Increasingly, patients are being encouraged to become involved in their healthcare.11,12 Systematic reviews of studies exploring the involvement of patients and relatives in detecting and escalating clinical deterioration identified that in some hospitals, patients, and relatives are invited to escalate patient care by triggering a critical care outreach team if they suspect patient deterioration and have not received a response from the ward team.13,14 However, patient- and relative-led escalation systems implemented in the reviewed studies did not consider the extent to which patients and relatives can effectively monitor and detect changes in their condition, and there is scant empirical evidence exploring the ability of patients to recognize signs of their deteriorating condition.13 Therefore, it is important for this evidence gap to be addressed, to better understand the potential safety benefits, or challenges, of involving patients in the detection and escalation of clinical deterioration.
The current study is the first to explore the potential clinical effectiveness of involving patients in the recognition of clinical deterioration, by inviting nurses and healthcare assistants to record patient-reported wellness during routine observations. This was explored via the following research questions: (a) Does patient-reported wellness add to the prediction of NEWS recorded during the next observation while controlling for baseline NEWS? (b) Does patient-reported wellness add to the prediction of NEWS recorded at an observation approximately 24 hours while controlling for baseline NEWS?
Setting and Participants
The study was conducted on four oncology wards within a community hospital in Northern England in September 2017. Cancer accounts for 28% of deaths in the United Kingdom15 and cancer patients can experience poor clinical outcomes, including clinical deterioration in their condition.16 Pragmatic reasons to invite these wards to participate included their use of an electronic observation system, which allowed for the efficient collection of patient wellness ratings during observation with minimal disruption to the usual routine of healthcare staff.

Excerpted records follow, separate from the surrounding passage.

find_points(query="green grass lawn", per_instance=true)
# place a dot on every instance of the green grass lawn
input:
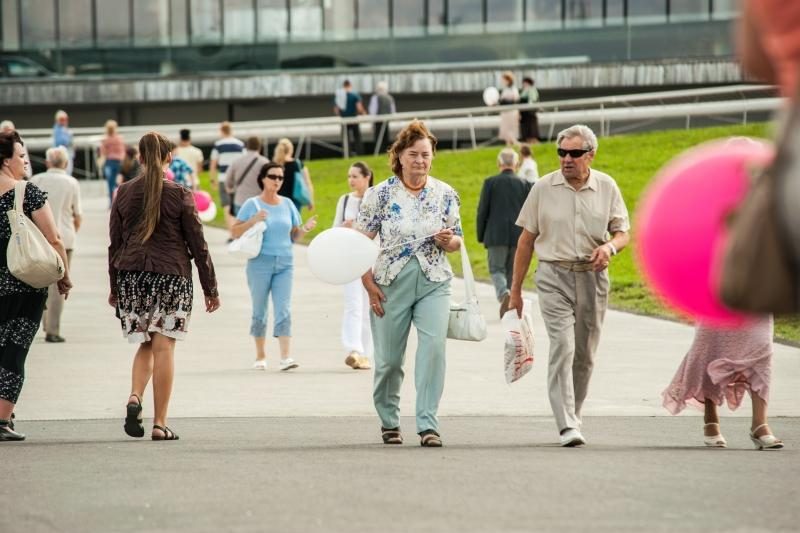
(631, 159)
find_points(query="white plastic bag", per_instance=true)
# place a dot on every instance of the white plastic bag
(518, 351)
(249, 244)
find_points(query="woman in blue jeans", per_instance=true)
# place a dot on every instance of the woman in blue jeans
(270, 272)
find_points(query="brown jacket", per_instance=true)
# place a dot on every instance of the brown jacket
(177, 239)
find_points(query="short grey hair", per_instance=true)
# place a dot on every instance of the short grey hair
(57, 157)
(507, 158)
(579, 130)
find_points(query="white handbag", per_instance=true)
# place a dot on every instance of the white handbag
(466, 321)
(249, 244)
(31, 259)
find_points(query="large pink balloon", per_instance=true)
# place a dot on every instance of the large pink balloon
(681, 224)
(202, 200)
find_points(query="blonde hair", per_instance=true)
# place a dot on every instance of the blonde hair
(283, 151)
(155, 150)
(413, 132)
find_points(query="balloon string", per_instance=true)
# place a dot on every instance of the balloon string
(413, 241)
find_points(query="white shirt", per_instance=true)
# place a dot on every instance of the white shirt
(64, 197)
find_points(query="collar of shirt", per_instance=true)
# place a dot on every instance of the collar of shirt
(591, 183)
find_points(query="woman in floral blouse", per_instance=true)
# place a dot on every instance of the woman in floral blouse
(417, 219)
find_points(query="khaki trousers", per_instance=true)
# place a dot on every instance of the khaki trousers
(55, 304)
(573, 306)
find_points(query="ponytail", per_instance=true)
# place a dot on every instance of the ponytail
(154, 149)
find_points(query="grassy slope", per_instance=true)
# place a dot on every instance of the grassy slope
(631, 159)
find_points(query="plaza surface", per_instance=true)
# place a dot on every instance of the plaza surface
(300, 451)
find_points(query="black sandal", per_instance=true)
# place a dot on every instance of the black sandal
(168, 433)
(391, 436)
(133, 421)
(430, 439)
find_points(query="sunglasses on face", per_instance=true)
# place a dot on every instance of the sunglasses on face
(574, 154)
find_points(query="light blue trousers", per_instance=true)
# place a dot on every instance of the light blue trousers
(411, 298)
(271, 274)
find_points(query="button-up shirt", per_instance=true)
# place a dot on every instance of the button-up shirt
(570, 224)
(400, 218)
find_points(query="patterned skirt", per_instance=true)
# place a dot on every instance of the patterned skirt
(153, 303)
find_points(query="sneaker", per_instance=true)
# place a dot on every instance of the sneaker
(288, 364)
(571, 438)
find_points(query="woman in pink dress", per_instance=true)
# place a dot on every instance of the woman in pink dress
(721, 365)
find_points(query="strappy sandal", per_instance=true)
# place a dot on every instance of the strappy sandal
(168, 433)
(430, 439)
(391, 436)
(133, 421)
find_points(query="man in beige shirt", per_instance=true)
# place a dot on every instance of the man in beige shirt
(576, 221)
(64, 197)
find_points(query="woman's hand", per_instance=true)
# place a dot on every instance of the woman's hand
(212, 303)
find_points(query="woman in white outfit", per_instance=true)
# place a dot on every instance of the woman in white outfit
(356, 332)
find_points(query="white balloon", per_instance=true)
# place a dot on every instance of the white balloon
(341, 255)
(209, 214)
(491, 96)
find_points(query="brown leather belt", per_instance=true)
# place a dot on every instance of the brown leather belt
(573, 266)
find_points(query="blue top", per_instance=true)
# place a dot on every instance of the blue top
(280, 221)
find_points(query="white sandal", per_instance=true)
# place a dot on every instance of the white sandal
(714, 441)
(765, 442)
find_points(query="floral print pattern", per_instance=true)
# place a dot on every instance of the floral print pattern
(405, 224)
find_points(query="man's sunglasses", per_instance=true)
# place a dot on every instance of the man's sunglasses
(574, 154)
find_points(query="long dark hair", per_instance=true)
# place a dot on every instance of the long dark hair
(154, 149)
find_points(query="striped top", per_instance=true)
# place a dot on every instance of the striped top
(225, 152)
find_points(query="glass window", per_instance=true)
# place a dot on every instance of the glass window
(504, 15)
(151, 23)
(436, 16)
(584, 13)
(38, 19)
(113, 23)
(408, 17)
(239, 21)
(179, 23)
(373, 18)
(652, 11)
(543, 15)
(273, 19)
(465, 16)
(687, 10)
(339, 19)
(306, 19)
(10, 18)
(206, 21)
(75, 23)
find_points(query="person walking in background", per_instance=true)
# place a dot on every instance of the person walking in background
(191, 154)
(64, 198)
(182, 172)
(347, 104)
(356, 332)
(410, 281)
(155, 232)
(528, 121)
(62, 136)
(381, 103)
(293, 170)
(226, 150)
(721, 366)
(499, 205)
(112, 152)
(509, 120)
(568, 218)
(271, 272)
(528, 169)
(21, 305)
(242, 180)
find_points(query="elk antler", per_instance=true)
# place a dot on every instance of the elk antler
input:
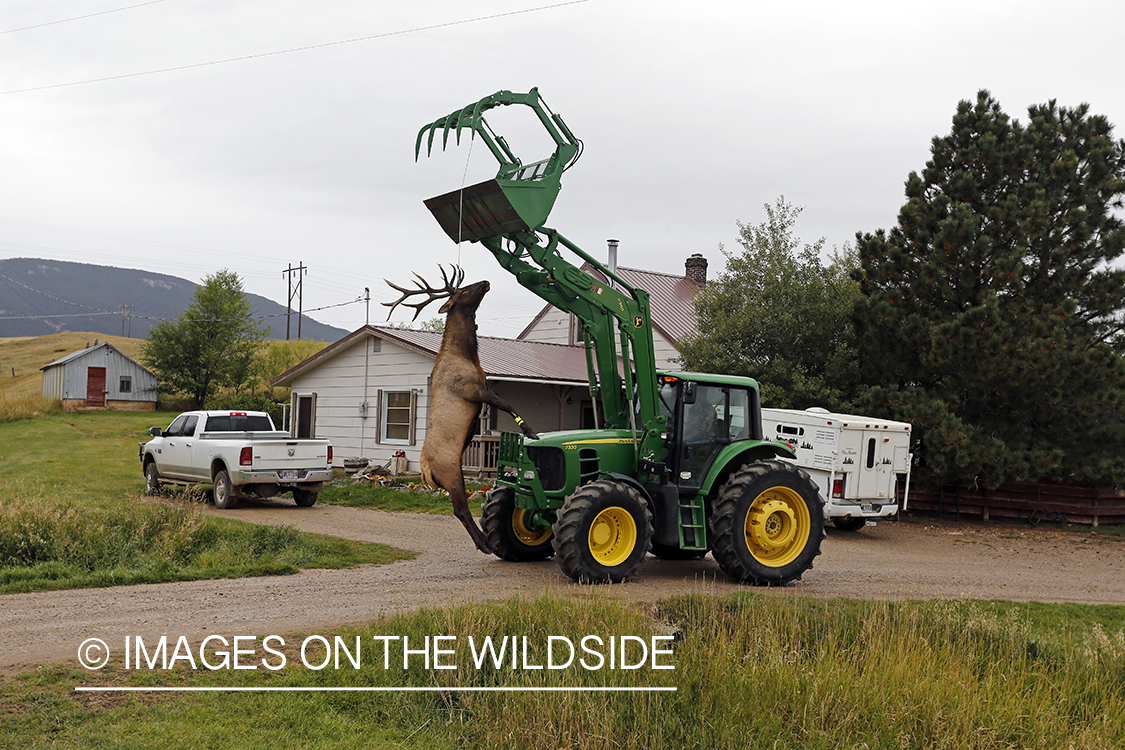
(423, 288)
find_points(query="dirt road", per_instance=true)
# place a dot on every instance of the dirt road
(910, 559)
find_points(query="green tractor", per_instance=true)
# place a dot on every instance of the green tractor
(678, 464)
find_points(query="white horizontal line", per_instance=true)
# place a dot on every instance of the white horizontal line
(375, 689)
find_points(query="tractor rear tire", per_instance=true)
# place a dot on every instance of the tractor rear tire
(603, 532)
(504, 526)
(767, 524)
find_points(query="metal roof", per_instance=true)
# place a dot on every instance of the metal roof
(501, 359)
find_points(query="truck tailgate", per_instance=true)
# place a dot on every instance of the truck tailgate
(278, 454)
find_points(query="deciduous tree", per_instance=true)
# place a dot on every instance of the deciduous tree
(780, 314)
(212, 345)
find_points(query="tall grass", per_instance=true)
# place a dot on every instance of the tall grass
(755, 670)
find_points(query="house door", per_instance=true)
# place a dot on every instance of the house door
(96, 387)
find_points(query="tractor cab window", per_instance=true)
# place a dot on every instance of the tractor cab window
(704, 430)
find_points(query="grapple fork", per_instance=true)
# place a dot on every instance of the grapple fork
(521, 196)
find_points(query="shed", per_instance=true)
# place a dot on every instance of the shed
(100, 377)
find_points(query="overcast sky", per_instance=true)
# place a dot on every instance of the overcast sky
(693, 116)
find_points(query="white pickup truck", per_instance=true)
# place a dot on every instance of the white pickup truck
(239, 453)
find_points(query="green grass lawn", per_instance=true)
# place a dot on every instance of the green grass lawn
(74, 515)
(750, 670)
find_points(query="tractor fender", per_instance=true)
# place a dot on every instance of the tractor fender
(738, 454)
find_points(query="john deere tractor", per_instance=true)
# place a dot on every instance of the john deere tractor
(677, 464)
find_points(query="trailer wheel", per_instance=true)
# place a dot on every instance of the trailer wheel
(305, 498)
(603, 532)
(767, 524)
(851, 523)
(152, 485)
(511, 539)
(224, 491)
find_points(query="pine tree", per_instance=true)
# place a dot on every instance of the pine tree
(991, 315)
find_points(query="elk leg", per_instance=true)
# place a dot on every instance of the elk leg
(450, 479)
(489, 397)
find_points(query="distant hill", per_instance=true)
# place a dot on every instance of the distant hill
(41, 297)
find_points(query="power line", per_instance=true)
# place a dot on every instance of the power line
(291, 50)
(78, 18)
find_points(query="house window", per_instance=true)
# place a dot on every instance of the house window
(397, 417)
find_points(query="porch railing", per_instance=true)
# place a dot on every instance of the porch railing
(480, 455)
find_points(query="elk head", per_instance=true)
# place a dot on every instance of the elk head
(464, 298)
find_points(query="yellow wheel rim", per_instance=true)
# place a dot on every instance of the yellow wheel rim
(612, 536)
(529, 536)
(777, 526)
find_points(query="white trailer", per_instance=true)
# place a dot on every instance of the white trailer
(855, 461)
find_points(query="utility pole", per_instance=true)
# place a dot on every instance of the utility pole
(298, 289)
(127, 317)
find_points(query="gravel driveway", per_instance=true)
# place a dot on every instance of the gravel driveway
(909, 559)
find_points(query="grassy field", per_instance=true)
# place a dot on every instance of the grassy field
(753, 670)
(74, 515)
(758, 669)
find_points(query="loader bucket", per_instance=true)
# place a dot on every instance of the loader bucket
(494, 208)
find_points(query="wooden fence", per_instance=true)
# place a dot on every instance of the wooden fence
(1033, 502)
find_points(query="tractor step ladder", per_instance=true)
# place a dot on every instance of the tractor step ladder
(692, 523)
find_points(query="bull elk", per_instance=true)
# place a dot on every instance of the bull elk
(458, 389)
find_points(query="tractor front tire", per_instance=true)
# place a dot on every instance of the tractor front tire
(225, 497)
(603, 532)
(767, 524)
(507, 534)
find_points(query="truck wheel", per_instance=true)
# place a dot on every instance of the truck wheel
(851, 523)
(304, 498)
(603, 532)
(673, 552)
(510, 538)
(224, 491)
(767, 524)
(152, 485)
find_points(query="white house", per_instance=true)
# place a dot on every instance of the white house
(369, 392)
(100, 377)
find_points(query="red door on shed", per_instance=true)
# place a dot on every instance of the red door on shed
(96, 387)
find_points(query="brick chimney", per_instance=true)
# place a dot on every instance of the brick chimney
(695, 269)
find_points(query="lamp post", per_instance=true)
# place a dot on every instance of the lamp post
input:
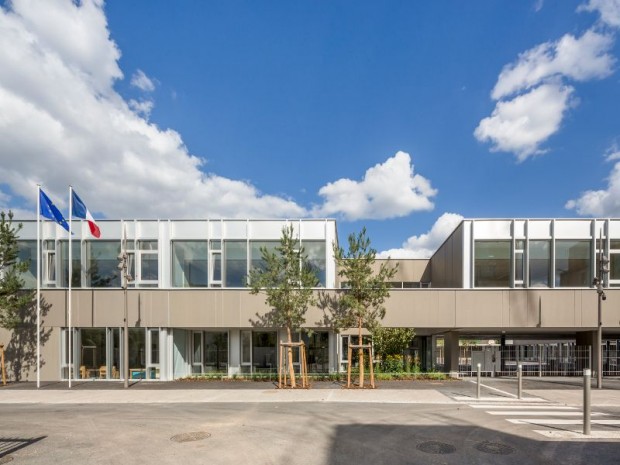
(598, 282)
(123, 265)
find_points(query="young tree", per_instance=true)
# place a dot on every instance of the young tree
(365, 290)
(287, 280)
(12, 298)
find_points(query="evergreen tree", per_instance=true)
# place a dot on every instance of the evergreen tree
(286, 279)
(364, 291)
(12, 297)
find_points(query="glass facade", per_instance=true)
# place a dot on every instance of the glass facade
(315, 250)
(573, 263)
(492, 263)
(236, 257)
(190, 264)
(102, 264)
(540, 264)
(27, 251)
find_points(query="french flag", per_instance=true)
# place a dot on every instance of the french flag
(79, 210)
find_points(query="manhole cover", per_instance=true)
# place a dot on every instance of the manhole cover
(494, 448)
(436, 447)
(188, 437)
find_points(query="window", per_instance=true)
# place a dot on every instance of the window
(492, 264)
(148, 264)
(102, 264)
(76, 265)
(215, 256)
(256, 256)
(315, 250)
(540, 264)
(236, 263)
(49, 264)
(27, 251)
(190, 264)
(572, 263)
(216, 351)
(614, 260)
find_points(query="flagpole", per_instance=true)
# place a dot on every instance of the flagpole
(38, 286)
(69, 293)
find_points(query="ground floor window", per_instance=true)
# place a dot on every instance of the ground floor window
(97, 353)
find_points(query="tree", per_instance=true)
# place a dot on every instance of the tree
(364, 291)
(391, 343)
(13, 300)
(286, 279)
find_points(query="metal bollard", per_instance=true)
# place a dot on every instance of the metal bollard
(586, 401)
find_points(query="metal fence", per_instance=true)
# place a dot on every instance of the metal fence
(535, 359)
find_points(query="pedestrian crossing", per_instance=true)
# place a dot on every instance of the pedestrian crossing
(551, 420)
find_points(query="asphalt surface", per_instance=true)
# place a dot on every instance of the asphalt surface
(401, 422)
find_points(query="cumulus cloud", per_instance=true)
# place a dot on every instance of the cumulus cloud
(388, 190)
(603, 202)
(608, 9)
(142, 81)
(63, 123)
(520, 125)
(532, 96)
(425, 245)
(580, 59)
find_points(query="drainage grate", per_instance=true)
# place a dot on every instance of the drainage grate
(494, 448)
(188, 437)
(436, 447)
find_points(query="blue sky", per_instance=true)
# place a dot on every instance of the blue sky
(398, 116)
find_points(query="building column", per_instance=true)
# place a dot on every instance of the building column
(451, 353)
(588, 338)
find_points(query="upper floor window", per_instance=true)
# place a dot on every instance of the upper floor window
(540, 263)
(27, 251)
(573, 263)
(76, 263)
(492, 263)
(190, 264)
(102, 264)
(235, 264)
(148, 264)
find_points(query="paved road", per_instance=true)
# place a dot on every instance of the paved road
(410, 423)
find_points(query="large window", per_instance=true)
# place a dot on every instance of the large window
(235, 253)
(148, 264)
(315, 250)
(102, 265)
(572, 263)
(76, 267)
(540, 264)
(27, 251)
(216, 352)
(492, 264)
(256, 254)
(190, 264)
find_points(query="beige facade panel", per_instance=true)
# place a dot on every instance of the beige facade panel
(514, 309)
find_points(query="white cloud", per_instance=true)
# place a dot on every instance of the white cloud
(520, 125)
(603, 202)
(608, 9)
(425, 245)
(388, 190)
(142, 81)
(142, 107)
(581, 59)
(62, 123)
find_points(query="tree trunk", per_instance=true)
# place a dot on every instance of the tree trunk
(289, 355)
(360, 352)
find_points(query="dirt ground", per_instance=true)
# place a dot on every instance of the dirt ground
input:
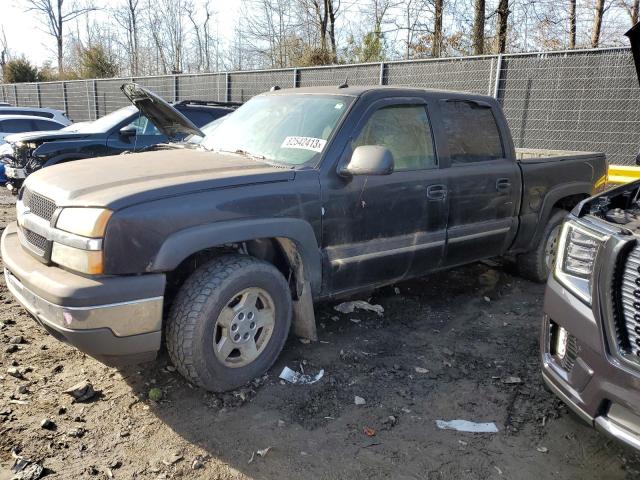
(467, 331)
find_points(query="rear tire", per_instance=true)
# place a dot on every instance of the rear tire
(229, 322)
(536, 264)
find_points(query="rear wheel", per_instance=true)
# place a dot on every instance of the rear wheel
(538, 263)
(229, 322)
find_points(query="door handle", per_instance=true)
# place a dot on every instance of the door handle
(436, 192)
(503, 185)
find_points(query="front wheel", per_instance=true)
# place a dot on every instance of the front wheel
(229, 322)
(538, 263)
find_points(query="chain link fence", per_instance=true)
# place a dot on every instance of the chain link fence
(573, 100)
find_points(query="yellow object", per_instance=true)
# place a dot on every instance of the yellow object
(619, 174)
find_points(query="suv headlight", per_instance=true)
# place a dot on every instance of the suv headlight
(87, 222)
(6, 149)
(577, 252)
(84, 222)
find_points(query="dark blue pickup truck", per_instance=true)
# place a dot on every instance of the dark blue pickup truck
(298, 196)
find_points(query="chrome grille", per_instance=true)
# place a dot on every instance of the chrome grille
(569, 359)
(38, 205)
(37, 242)
(628, 323)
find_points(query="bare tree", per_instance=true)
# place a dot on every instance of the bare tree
(326, 12)
(631, 6)
(436, 47)
(572, 24)
(54, 16)
(503, 16)
(4, 51)
(599, 9)
(128, 18)
(478, 27)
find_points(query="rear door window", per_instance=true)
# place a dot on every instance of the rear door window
(472, 132)
(46, 125)
(17, 126)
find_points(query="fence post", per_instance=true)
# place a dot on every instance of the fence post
(382, 77)
(65, 100)
(176, 91)
(96, 107)
(496, 87)
(296, 78)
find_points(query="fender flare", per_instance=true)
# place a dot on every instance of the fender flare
(551, 198)
(181, 244)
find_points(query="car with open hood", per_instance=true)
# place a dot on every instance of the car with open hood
(148, 121)
(590, 341)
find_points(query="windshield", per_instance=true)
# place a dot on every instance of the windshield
(106, 123)
(289, 129)
(207, 130)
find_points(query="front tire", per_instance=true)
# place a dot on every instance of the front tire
(229, 322)
(537, 264)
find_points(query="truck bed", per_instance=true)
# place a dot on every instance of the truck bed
(534, 155)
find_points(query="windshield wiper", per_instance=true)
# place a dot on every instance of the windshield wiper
(253, 156)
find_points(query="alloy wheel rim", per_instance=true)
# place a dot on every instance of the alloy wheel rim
(243, 327)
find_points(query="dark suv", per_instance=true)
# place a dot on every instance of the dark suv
(149, 121)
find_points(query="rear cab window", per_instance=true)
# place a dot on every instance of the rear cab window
(472, 132)
(17, 125)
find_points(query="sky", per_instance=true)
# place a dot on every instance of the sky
(26, 36)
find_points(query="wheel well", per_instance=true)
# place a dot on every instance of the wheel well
(567, 203)
(280, 252)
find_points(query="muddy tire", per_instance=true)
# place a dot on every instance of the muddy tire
(536, 264)
(229, 322)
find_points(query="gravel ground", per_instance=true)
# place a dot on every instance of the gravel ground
(445, 348)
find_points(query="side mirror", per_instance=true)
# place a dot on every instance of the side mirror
(128, 131)
(369, 160)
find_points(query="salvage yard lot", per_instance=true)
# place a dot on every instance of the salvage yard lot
(471, 328)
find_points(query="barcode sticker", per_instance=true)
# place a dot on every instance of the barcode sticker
(305, 143)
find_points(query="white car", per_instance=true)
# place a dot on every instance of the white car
(10, 124)
(48, 113)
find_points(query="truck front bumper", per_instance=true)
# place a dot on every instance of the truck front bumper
(592, 383)
(117, 320)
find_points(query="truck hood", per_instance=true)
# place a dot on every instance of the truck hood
(123, 180)
(166, 118)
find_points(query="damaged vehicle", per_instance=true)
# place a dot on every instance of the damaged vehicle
(149, 121)
(590, 342)
(300, 195)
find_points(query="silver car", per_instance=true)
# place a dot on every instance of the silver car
(47, 113)
(11, 124)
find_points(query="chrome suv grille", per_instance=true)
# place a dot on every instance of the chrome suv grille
(627, 316)
(37, 242)
(39, 205)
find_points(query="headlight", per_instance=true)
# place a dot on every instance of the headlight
(84, 261)
(88, 222)
(575, 263)
(6, 149)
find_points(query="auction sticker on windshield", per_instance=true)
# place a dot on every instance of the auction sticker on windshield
(305, 143)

A total of 73 nurses and healthcare assistants who conducted routine patient observations on four sampled wards were invited to participate in the study. An opportunity sampling strategy was used to recruit healthcare assistants and nursing staff. The researcher visited the participating wards every week day in the study period to introduce nurses and healthcare assistants to the study during the mid-shift huddle. Staff were given at least 24 hours to consider participation and were recruited to the study by the researcher during the next mid-shift huddle they attended. An opt-out approach to patient recruitment was used. A leaflet was given to all patients on admission to the ward. The leaflet informed patients that the study was taking place and that they could opt out of it by informing a member of nursing staff. Participating in the study was low burden to patients as what they experienced was consistent with usual care. Nurses and healthcare assistants often ask patients how they are feeling in practice. An opt-out approach also allowed for the inclusion of more unwell patients who may have had the capacity to talk to healthcare staff about how they were feeling during routine observation in the study but may have been too unwell to follow the informed consent process.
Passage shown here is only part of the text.